Ava rubs my back. Ironic. She’s supposed to be the patient here. Ironic and embarrassing.

The nausea is subsiding. Slowly, I raise my head. Doc hands me a cup of water, but makes no further comment, for which I’m grateful.

“Okay,” he says to Ava. “Bloodwork this morning. I’ll call you as soon as I have the results.”

Ava gives him a quick peck on the cheek. “Thanks, Doc.”

Then she takes hold of my arm. Like I’m an invalid needing to be helped out of my chair. I resist the urge to yank it free. That’s my fragile male ego talking, and I’m not going down that road again.

“Want to grab some coffee?” she asks when we’re safely past the Priscilla gorgon and out on the street.

“Any bars open at this hour?”

It’s a joke. Mostly.

“How about coffee and a donut at the Creamery? Buy five, get one free?”

“Sold.”

Two donuts down, Ava asks the question I was praying she wouldn’t.

“You were okay at the hospital on Saturday night,” she says. “I would have thought that was a worse place to be?”

“I was jacked up on adrenaline then,” I tell her. “Didn’t have time to look around me. Just kept my eyes on you.”

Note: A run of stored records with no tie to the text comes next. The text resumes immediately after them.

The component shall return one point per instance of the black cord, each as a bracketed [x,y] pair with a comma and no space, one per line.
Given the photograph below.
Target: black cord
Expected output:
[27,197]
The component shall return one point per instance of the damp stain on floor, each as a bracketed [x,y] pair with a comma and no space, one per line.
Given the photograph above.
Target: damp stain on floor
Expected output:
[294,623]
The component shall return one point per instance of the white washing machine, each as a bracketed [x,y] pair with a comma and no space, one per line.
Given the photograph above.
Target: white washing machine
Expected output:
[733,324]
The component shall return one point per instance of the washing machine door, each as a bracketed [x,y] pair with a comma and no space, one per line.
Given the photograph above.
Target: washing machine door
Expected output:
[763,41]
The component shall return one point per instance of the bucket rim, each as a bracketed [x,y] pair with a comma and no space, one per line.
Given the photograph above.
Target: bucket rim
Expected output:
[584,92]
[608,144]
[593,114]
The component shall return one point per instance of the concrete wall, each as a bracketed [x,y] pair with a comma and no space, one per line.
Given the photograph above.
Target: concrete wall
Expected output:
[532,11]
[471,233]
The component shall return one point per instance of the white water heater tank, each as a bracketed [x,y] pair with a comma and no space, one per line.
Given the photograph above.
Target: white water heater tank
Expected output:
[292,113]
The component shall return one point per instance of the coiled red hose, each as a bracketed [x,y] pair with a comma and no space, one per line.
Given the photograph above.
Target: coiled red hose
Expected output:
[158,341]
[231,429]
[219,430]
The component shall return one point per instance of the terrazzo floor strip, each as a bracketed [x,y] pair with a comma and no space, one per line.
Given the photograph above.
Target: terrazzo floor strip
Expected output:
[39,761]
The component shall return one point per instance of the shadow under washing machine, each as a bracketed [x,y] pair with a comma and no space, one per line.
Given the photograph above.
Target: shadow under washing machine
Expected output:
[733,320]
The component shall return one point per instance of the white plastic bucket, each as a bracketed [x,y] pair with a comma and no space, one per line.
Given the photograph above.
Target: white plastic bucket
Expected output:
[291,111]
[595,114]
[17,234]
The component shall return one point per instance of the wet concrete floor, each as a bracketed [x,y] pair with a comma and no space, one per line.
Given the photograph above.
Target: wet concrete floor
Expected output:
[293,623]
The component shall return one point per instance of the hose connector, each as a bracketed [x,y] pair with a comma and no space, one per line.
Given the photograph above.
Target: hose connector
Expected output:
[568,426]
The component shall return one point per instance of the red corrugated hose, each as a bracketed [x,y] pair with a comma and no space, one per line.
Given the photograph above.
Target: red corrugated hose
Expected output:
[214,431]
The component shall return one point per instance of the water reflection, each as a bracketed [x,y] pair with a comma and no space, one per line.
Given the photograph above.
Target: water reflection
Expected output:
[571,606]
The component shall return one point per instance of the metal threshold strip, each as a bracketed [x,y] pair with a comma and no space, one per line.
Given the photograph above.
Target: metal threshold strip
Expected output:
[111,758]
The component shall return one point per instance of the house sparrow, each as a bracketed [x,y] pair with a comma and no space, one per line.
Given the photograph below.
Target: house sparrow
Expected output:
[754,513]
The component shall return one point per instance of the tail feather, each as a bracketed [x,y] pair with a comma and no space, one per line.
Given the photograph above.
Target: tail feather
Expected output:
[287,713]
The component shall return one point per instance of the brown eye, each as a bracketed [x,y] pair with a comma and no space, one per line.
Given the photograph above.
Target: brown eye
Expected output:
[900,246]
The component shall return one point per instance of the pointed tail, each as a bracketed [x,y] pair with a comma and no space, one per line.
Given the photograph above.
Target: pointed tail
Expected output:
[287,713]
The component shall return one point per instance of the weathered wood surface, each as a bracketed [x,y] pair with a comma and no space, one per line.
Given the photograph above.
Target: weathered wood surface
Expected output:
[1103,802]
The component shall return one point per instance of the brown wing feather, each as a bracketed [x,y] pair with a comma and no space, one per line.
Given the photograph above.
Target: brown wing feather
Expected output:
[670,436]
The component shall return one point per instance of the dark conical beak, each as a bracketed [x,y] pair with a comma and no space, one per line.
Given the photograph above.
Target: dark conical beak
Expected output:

“Danny hates needles,” she says, obviously trying to make me feel like less of an idiot. “All his breezy charm fails him, and he becomes a sweaty, gibbering mess.”

Good. After last night, Ava’s brother Danny is second to Jerkson on my grudge list.

Ava fixes me with her blue gaze. She’s got a little sugar around her mouth. I reach out with my thumb to brush it off and she catches my hand.

“Cam, this is all part of the PTSD, right?”

There are times I appreciate her directness. This isn’t one of them. My feet are itching to move—out of this chair, out of this place, away from this conversation.

“Ava, can we just say that I did not enjoy my stay in the army hospital, and leave it at that?”